THE VIRGINIAN-PILOT Copyright (c) 1996, Landmark Communications, Inc. DATE: Sunday, September 29, 1996 TAG: 9609270716 SECTION: COMMENTARY PAGE: J1 EDITION: FINAL SERIES: DECISION '96 SOURCE: BY ANNE P. NEILL, SPECIAL TO THE VIRGINIAN-PILOT LENGTH: 86 lines
The leadership issue resurfaces every election year, typically in the form of a lament. As a great nation, we may indeed feel that we have a right to great leaders. Since the Kennedy era, few individuals have ignited the nation's energies with a compelling, irresistible sense of national purpose. But, if this is the case, why is it so? Is not the other side of the relationship between leaders and people equally important? Do not great leaders have a right to great followers? Is it even possible for the one to exist without the other?
The alternative view would be that leaders emerge fully grown, in a political and cultural vacuum. This appears less reasonable than the assumption of a fundamental relationship between leaders and the larger context in which they flourish. Historically there tends to be a symmetry between the quality of leadership and the character of nations. We need only think of Hitler to realize that great followers would not be taken in by false leaders. Churchill and the British people offer another type of example where courage and determination in leader and followers emerged together, summoned forth by a great crisis which bound them together in a common struggle.
For Americans today, leadership itself falls prey to the more general divisiveness that afflicts the country. Moreover, the claim to leadership in American political life is easily made. Oliver North absorbed the phrases and posture of leadership - the leadership look, if you will - but without any principled vision upon which to take the lead. Abraham Lincoln was the opposite. The future of the country may, in fact, depend upon the ability of the American electorate to distinguish between a Lincoln and a North.
We may believe we want great leaders, but great leaders have a penchant for difficult truths. Often their greatness lies in their courage to face squarely the painful realities that the population at large has difficulty accepting. What if we have leaders, but can't bear to hear what they might have to tell us?

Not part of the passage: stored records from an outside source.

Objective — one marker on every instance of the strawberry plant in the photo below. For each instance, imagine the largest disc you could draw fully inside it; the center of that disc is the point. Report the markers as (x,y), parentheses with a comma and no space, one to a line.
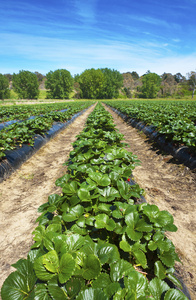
(19,133)
(96,240)
(175,120)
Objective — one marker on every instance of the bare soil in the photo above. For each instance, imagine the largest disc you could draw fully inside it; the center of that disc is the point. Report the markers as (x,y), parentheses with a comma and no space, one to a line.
(26,189)
(172,187)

Indeed, the truths and realities Americans have to face today are challenging. Leadership and followership may have been easier in the 1950s when we did not face major industrial competitors. Since the 1960s, transformations in global political and economic structures have - in a way that is beyond the power of any individual leader to control - altered the position of the U.S. in the international arena.

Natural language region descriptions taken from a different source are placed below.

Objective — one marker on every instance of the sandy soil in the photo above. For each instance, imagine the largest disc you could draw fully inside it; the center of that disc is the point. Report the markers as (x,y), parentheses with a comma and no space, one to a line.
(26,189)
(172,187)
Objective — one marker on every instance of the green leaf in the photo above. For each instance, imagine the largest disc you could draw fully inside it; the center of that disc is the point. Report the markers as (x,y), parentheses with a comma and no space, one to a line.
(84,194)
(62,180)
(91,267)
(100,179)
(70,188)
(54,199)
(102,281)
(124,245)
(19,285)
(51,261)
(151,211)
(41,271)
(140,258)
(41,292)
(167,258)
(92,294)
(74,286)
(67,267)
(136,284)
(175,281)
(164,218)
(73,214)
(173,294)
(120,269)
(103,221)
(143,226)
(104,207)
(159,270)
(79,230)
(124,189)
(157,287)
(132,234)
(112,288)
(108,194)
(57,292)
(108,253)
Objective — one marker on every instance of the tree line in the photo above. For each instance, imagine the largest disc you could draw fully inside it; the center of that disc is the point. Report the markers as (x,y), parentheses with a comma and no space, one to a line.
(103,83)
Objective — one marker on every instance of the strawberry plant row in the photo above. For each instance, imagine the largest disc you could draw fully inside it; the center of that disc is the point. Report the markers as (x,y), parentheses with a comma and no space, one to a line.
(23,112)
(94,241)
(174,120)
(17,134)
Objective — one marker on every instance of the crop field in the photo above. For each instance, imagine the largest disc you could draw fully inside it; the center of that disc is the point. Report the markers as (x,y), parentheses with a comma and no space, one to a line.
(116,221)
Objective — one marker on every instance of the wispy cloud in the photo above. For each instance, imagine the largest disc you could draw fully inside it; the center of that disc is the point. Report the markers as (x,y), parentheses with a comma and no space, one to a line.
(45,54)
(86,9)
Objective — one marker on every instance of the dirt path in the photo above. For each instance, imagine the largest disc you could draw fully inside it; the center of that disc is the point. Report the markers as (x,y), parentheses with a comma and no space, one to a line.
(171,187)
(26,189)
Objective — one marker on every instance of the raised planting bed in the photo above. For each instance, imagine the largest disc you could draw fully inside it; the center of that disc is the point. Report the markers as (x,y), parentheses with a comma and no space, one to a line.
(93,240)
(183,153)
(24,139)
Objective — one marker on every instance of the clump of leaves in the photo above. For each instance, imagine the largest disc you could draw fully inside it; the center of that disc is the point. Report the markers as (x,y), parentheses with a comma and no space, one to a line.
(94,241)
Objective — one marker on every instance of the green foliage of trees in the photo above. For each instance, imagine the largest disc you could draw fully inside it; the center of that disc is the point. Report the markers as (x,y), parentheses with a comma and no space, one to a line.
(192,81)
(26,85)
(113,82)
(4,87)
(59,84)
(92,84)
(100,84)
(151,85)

From a global perspective, the history of the United States over the past few decades is one of relative decline in relation to the emergence of other industrial powers. American co-existence with ideologically compatible, economic rivals is an entirely new challenge. This new condition of our world situation goes directly to the issue of the future of American democracy and the fate of the American dream as discussed during the past week in this newspaper.
Yet, so far as we prefer to define the national political problems as those of family values and taxes, perhaps we are not ready to face the leading issues. If leadership in high places seems wanting, it is also wanting among us so far as we are immobilized as a society by our collective inability to recognize which issues represent root problems and which do not. We can agree to pretend that the decline of family values is the single most important crisis in America today, but that does not move us in any direction at all.

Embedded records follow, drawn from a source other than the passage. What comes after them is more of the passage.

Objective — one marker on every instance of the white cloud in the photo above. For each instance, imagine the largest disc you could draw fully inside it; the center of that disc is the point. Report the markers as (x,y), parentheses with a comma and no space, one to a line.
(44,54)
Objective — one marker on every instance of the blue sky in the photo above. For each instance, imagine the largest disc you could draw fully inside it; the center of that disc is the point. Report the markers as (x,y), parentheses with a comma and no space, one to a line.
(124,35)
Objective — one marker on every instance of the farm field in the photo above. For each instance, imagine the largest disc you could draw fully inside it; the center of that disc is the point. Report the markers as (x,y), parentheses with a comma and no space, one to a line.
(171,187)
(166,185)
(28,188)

Nevertheless, it is true that family life is threatened in this country. It is not threatened by liberals or liberated women. Family life is threatened by a changing economic structure that has virtually eliminated employment opportunities in some sectors and communities across the country. (See the article by William J. Wilson, ``When Work Disappears,'' The New York Times Magazine, August 18, 1996.)
``Read my lips'' is a clever line, reminiscent of an actor playing a part. It is not a statement of leadership. If we vote for men who utter such lines, then we do not have a right to complain about their performance later. So long as we tolerate such intimidation in the guise of political debate, we discourage genuine leadership from engagement in public life. We are eager for candidates who meet all the requirements of the ideal American character and who tell us what we wish to hear. The problem today is that all of our values are not equally realizable. Great leadership would require a nation willing to make sacrifices in order to achieve what is most valued.
Is it possible in the context of the late 20th century world to revive the traditional family structure, have decent paying work for all, guarantee the free market and world peace, eliminate crime and drugs, solve the health care crisis and reduce taxes all at the same time? If not, then what needs to be done? In a democracy, leaders cannot make these fundamental decisions alone. We need to be participants in the task of choosing a future direction. That is the work of good followership, called citizenship. Democratic leaders can only take us where we ourselves have already resolved to go. MEMO: Anne Neill is a historian living in Norfolk.